Pela primeira vez que o Ministério da Saúde apresenta um material específico para alertar sobre a prevenção ao HIV ao público travesti na campanha de Carnaval. Para estimular o sexo seguro durante o período de festas, o Departamento de DST, Aids e Hepatites Virais lançou, nesta semana, no Rio de Janeiro, uma campanha voltada para jovens de 15 a 24 anos, principalmente gays.
Outros dois pôsteres da campanha direcionam-se aos jovens gays e à população heterossexual. Em um dos cartazes, um rapaz e uma travesti aparecem juntos, como um casal. A ideia é mostrar que esse tipo de situação é " normal" e que o único problema em qualquer relação de Carnaval é se esquecer do uso da camisinha.
Segundo o Ministério da Saúde, assim como nos anos anteriores, serão veiculadas mensagens incentivando a realização do teste de HIV depois do período de folia. As ações incluem cartazes, anúncios na televisão, no rádio, bonés, entre outros materiais.
Críticas
Eduardo Soares, articulador de Educomunicação da Pastoral da Juventude de uma arquidiocese no Pará, avaliou que a inclusão de travestis pode aumentar a visibilidade do público de Lésbicas, Gays, Bissexuais, Travestis e Transgêneros (LGBT) em outros ministérios. Ele tece algumas críticas. " O material resume o carnaval somente a sexo. A frase ´isso rola muito´ poderia ser trocada por outra expressão de cuidado com a saúde" .
Kleber Mendes, ativista no Paraná integrante da Rede Nacional de Adolescentes e Jovens Vivendo com HIV/Aids, disse que a forma como os cartazes foram contextualizados contribui para o estigma. " Mostram a travesti em um beco, os gays em uma balada e um casal heterossexual na praia, com uma ambientação romantizada" . Segundo ele, a campanha deixa de contemplar o olhar do movimento social.
Marta McBritton, coordenadora do Instituto Cultural Barong, de São Paulo, gostou da forma como os diferentes públicos foram apresentados no material gráfico. " Os casais receberam o mesmo tratamento de imagem e cenário semelhante, traduzindo a `normalidade` das relações héteros, homossexuais e com travestis" . Marta acredita que é fundamental haver uma avaliação do impacto das ações feitas durante o Carnaval.
Vídeos na TV e internet
Os filmes a serem transmitidos pela TV e internet apresentam situações em que os públicos-alvos da campanha: homens gays jovens e um casal heterossexual encontram-se prestes a ter relações sexuais sem camisinha. Em ambos os filmes, surgem personagens fantasiosos - uma fadinha, no caso do filme do casal gay, e um siri, no casal heterossexual - com um preservativo. Ao final, em ambos os vídeos é apresentada a mensagem: " Na empolgação rola de tudo. Só não rola sem camisinha. Tenha sempre a sua."
Para ver as peças da campanha, acesse o link aqui.
Tema
A campanha de carnaval deste ano dá prosseguimento à Campanha do 1º de Dezembro Dia Mundial de Luta contra a Aids, quando os jovens gays de 15 a 24 anos foram indicados como público prioritário.
O Boletim Epidemiológico DST/Aids divulgado em dezembro do ano passado mostra que a epidemia tem crescido nessa população nos últimos anos. De 1998 a 2010, o percentual de casos na população heterossexual de 15 a 24 anos caiu 20,1%. Entre os gays da mesma faixa etária, no entanto, houve aumento de 10,1%. No ano passado, para cada 16 homossexuais dessa faixa etária vivendo com aids, havia 10 heterossexuais. Essa relação, em 1998, era de 12 para 10.

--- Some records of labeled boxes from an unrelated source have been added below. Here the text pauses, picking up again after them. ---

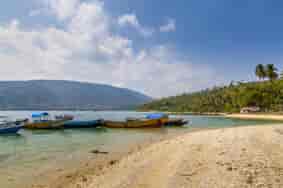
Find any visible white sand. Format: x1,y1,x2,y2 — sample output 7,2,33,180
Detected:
72,125,283,188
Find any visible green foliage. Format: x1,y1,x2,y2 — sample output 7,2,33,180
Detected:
140,77,283,112
255,64,266,80
265,64,278,80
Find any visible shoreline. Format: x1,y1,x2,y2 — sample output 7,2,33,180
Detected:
224,113,283,121
29,128,197,188
32,124,283,188
81,124,283,188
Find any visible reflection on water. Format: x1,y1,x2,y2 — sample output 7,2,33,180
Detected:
0,111,280,187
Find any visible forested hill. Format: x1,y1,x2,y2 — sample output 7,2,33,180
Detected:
140,80,283,112
0,80,152,110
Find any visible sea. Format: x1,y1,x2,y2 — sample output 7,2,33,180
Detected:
0,111,280,188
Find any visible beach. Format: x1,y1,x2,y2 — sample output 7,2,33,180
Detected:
224,113,283,121
47,124,283,188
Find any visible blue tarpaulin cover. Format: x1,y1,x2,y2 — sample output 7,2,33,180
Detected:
31,112,49,118
146,113,166,119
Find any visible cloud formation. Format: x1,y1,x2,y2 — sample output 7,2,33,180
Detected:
159,18,176,32
118,14,154,37
0,0,219,97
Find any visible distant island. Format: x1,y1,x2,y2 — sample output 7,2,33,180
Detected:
0,80,152,110
140,64,283,113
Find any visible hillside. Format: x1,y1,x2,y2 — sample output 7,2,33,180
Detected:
0,80,151,110
140,80,283,112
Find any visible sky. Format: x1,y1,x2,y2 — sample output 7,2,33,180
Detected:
0,0,283,98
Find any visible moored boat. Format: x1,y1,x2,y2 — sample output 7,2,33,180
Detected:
105,119,162,128
146,113,169,124
63,119,103,129
0,122,23,135
24,112,67,129
164,118,188,127
146,113,188,127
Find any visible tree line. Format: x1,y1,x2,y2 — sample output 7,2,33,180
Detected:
140,64,283,113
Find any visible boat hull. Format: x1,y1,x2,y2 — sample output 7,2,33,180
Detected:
64,120,103,129
105,119,162,128
163,118,188,127
0,126,23,135
24,120,66,129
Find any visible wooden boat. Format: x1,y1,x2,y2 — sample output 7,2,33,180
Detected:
164,118,188,127
55,114,74,121
0,122,23,135
63,119,103,129
24,120,66,129
24,112,67,129
105,119,162,128
146,113,169,124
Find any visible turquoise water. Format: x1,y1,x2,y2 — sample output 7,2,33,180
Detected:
0,111,280,187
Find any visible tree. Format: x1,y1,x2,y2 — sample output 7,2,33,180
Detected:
255,64,266,80
265,64,278,81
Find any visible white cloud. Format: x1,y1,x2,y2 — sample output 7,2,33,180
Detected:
118,14,154,37
29,9,43,17
159,18,176,32
38,0,80,21
0,0,219,97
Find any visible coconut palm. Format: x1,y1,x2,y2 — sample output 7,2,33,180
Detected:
265,64,278,81
255,64,266,80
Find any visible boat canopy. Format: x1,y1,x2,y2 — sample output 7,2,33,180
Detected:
31,112,49,118
146,113,167,119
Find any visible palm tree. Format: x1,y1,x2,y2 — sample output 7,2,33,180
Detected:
265,64,278,81
255,64,266,80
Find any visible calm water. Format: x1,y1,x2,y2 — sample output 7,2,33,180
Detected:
0,111,280,187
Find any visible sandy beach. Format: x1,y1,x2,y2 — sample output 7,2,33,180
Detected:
227,114,283,121
47,125,283,188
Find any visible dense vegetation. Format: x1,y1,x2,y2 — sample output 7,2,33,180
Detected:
141,65,283,112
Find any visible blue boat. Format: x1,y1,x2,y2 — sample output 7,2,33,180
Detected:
0,122,23,135
63,119,103,129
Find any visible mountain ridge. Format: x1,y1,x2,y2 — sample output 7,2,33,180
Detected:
0,80,152,110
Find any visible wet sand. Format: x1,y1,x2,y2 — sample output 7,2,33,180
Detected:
64,125,283,188
227,114,283,121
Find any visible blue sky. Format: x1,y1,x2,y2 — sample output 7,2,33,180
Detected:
0,0,283,97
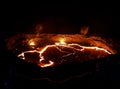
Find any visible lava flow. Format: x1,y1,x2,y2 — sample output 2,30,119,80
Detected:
18,39,112,67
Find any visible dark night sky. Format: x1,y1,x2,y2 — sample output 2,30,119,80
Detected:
2,4,119,40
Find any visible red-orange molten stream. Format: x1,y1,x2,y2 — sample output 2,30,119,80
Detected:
18,39,112,67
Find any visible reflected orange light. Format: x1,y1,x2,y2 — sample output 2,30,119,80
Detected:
55,38,66,45
29,40,35,46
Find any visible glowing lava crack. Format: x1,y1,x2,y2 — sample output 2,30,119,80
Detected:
18,42,111,67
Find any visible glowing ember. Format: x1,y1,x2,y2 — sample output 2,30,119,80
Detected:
29,40,35,46
18,39,111,67
55,38,66,45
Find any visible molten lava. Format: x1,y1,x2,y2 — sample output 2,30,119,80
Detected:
18,38,111,67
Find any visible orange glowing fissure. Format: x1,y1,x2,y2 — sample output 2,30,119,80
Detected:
18,39,111,67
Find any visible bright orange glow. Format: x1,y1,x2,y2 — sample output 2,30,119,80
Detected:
55,38,66,45
29,40,35,46
38,61,54,67
18,42,112,67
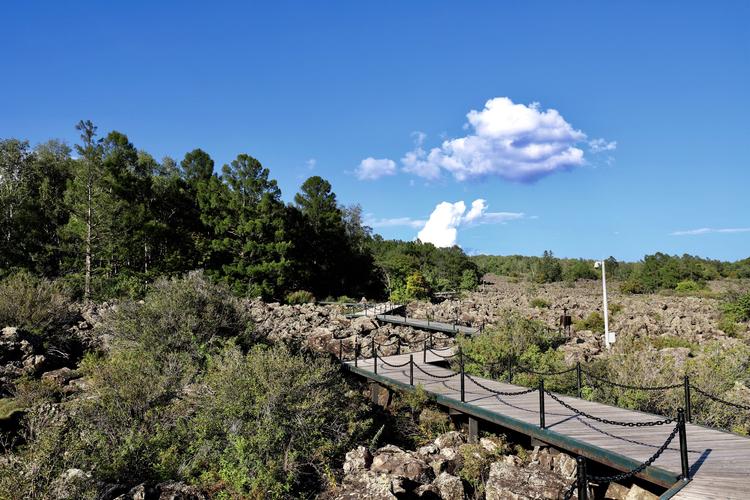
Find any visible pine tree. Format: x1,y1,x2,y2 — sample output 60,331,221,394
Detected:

Na população geral de 15 a 24 anos, entre 1980 e 2011, foram diagnosticados 66.698 casos de aids, sendo 38.045 no sexo masculino (57%) e 28.648 no sexo feminino (43%). O total equivale a 11% do total de casos de aids notificados no Brasil desde o início da epidemia.
Ações regionais
Em paralelo à campanha de mídia nacional, uma série de ações de mobilização e testagem serão realizadas em oito cidades tradicionais: Salvador/BA, Olinda/PE, Recife/PE, Rio de Janeiro/RJ, São Paulo/SP, Florianópolis/SC, Belo Horizonte/MG e Diamantina/MG. Nas cidades de Olinda, Recife e Salvador, postos do Fique Sabendo irão oferecer testagem para a população em pontos estratégicos da festa. Em São Paulo, a mobilização de incentivo à testagem acontecerá antes e após o carnaval.